Sunday, April 11, 2010

Backstreet Abortions in Kenya: Few Other Options

Thanks to my Women's Studies student Rachael Capone for bringing this article from to my attention. As we've been talking about the after-effects of colonialism (called neocolonialism) on nations throughout the world, the issue of overworked health care systems and residual colonial-era State policies is one example of very real problems affecting the daily lives of numerous families. How does this news story reflect or connect to our recent literary forays into postcolonial conditions in Latin America (via Pablo Neruda's poetry) and the Caribbean (via the documentary Life and Debt)?


  1. I think that this article relates to the documentary, Life and Debt, because of the severe economic struggles going on, caused mainly by the postcolonial conditions. The fact that the young girl mentioned in the story had to become a prostitute when her father died of AIDS shows that the economic struggles of individuals are extremely life threatening. Also, I found it interesting that the article never really mentioned birth control or protection, such as condoms. If these startling numbers of dangerous abortions (as well as the numbers of people dying from HIV/AIDS) could be prevented by emphasizing the use of condoms, why is the government not placing more importance on that than changing the already restrictive laws?
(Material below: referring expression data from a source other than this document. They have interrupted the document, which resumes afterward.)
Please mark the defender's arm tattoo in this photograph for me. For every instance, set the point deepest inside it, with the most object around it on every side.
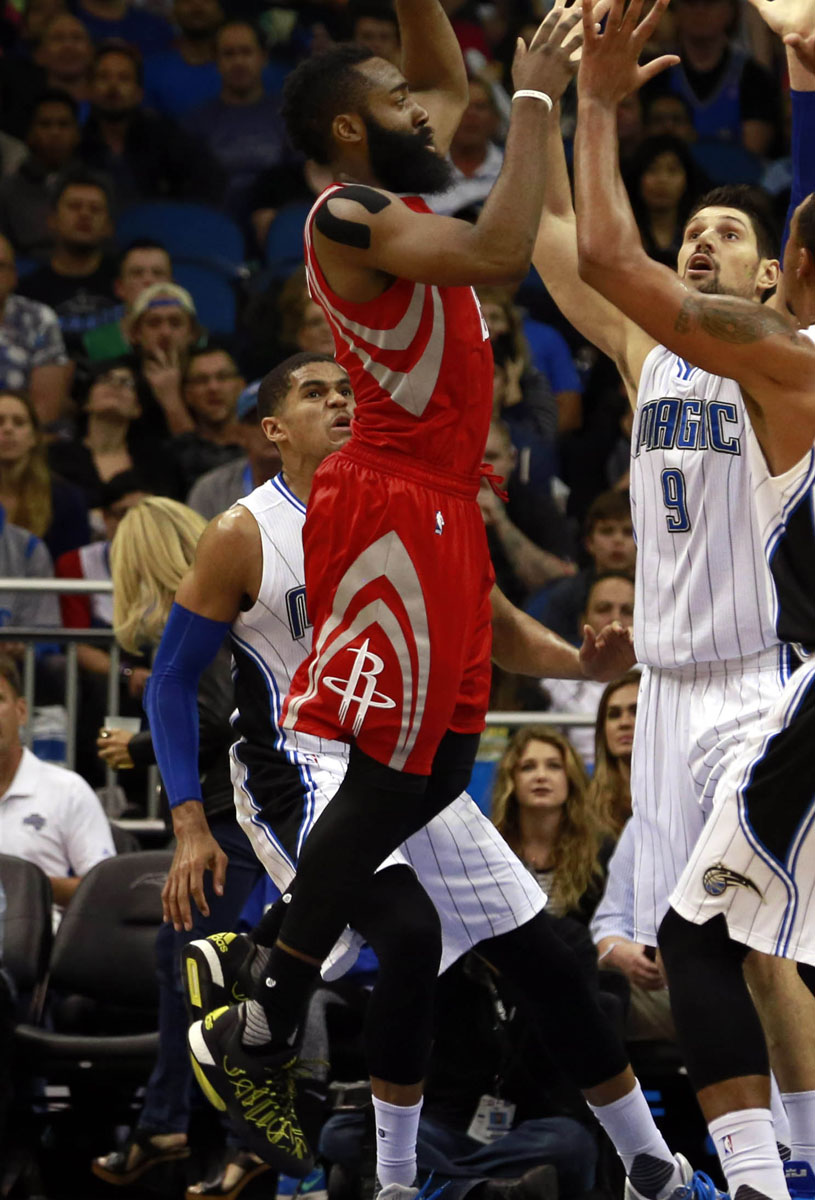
(349, 233)
(731, 319)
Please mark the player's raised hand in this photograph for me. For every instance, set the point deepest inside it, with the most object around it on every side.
(610, 64)
(550, 61)
(609, 654)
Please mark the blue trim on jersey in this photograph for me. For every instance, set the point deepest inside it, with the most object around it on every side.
(791, 504)
(779, 869)
(280, 485)
(309, 785)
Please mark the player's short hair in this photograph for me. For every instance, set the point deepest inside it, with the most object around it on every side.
(10, 672)
(275, 387)
(318, 90)
(611, 505)
(807, 223)
(753, 203)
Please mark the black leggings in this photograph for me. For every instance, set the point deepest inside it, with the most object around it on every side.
(375, 809)
(719, 1030)
(579, 1036)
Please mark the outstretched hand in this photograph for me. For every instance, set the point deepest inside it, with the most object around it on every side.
(609, 654)
(610, 65)
(793, 21)
(550, 61)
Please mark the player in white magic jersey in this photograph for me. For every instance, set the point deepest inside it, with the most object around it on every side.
(247, 582)
(708, 315)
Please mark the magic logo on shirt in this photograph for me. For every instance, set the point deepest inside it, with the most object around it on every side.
(691, 424)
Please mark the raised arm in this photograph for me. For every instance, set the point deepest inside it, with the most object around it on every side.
(361, 231)
(433, 65)
(555, 258)
(725, 335)
(522, 646)
(226, 571)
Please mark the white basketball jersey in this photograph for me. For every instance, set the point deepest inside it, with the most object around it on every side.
(270, 640)
(785, 509)
(703, 592)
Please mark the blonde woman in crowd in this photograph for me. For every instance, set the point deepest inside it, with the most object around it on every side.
(151, 552)
(31, 496)
(540, 805)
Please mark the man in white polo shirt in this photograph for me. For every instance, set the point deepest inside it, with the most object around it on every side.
(48, 815)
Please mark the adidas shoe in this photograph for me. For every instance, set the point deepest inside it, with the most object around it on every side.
(215, 972)
(685, 1171)
(315, 1186)
(799, 1179)
(256, 1093)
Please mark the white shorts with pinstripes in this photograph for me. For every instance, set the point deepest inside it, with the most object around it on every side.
(691, 721)
(755, 858)
(479, 887)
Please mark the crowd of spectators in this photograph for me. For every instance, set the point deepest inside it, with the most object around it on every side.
(113, 389)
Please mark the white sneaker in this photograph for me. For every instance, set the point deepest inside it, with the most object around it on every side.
(685, 1171)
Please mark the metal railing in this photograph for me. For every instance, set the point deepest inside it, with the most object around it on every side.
(105, 637)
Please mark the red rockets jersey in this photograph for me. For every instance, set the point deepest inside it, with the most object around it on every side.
(420, 363)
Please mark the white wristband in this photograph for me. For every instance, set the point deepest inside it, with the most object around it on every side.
(534, 95)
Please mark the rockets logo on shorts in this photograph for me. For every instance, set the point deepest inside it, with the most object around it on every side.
(347, 688)
(718, 879)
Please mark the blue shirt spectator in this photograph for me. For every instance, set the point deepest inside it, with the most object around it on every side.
(243, 126)
(111, 18)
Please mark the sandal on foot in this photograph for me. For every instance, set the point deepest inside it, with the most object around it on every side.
(250, 1168)
(114, 1168)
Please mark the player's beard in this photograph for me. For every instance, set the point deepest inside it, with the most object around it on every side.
(403, 162)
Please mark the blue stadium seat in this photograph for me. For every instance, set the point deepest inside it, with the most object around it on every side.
(283, 249)
(726, 162)
(192, 231)
(213, 288)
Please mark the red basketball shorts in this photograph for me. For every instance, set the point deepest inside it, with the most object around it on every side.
(397, 588)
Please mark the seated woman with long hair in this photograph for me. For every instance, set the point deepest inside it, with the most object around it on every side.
(151, 552)
(610, 791)
(540, 805)
(33, 497)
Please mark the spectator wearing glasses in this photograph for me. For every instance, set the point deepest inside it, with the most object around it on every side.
(77, 281)
(33, 355)
(211, 387)
(220, 489)
(109, 441)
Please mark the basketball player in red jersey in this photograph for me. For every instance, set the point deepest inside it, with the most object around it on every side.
(397, 571)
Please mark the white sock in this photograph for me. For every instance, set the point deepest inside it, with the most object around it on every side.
(649, 1165)
(747, 1150)
(780, 1120)
(397, 1128)
(801, 1111)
  2. I think that this is an important article to read. It shows how many women and girls are struggling in Kenya and the extremes they will go to. Using needles and wire for abortions, contracting AIDS, and throwing babies into the streets is common there. I think that it is sad that churches would focus on abortion when situations like this are happening. Isn't it more important to find health care for these girls and places for the babies that are being born to live than to waste time fighting about whether abortion is right or wrong? Children are being born and women have no medical care, maybe the church should face reality and find ways to help people instead of condemning them.

  3. This article really made me upset. I honestly feel as though this is an issue in many different third world countries, it saddens me to know that this could be prevented and young children and even older mothers lives could be saved. This article makes me think about the movie Life and Debt because of the strong economic struggle that both Jamaica and Kenya are having that the rest of the world really hasn't gotten to see. Condoms and other methods of contraceptives are being advertised everywhere in the United States where I am sure the abortion rate isn't any where near where it is in these countries. Why aren't the governments helping push the use of these contraceptives to change the rate of deaths in third world countries?

  4. Delaney Tomczak

    This article was quite revealing to the true nature of things that many of us are unaware of here in America in our daily lives. This article just goes to show one the status that other countries continue to be in during post-colonial time periods. The slums and filthy nature of living are deteriorating and eating away at the people there. The article also is a great way for the media to help us see the poor nature which these people are living in. With out the media in this case, we probably would have never guessed this was going on...just as in Life and Debt, the documentary was a source of information to make us more away of the struggling economic conditions which many countries are in and struggling to live through.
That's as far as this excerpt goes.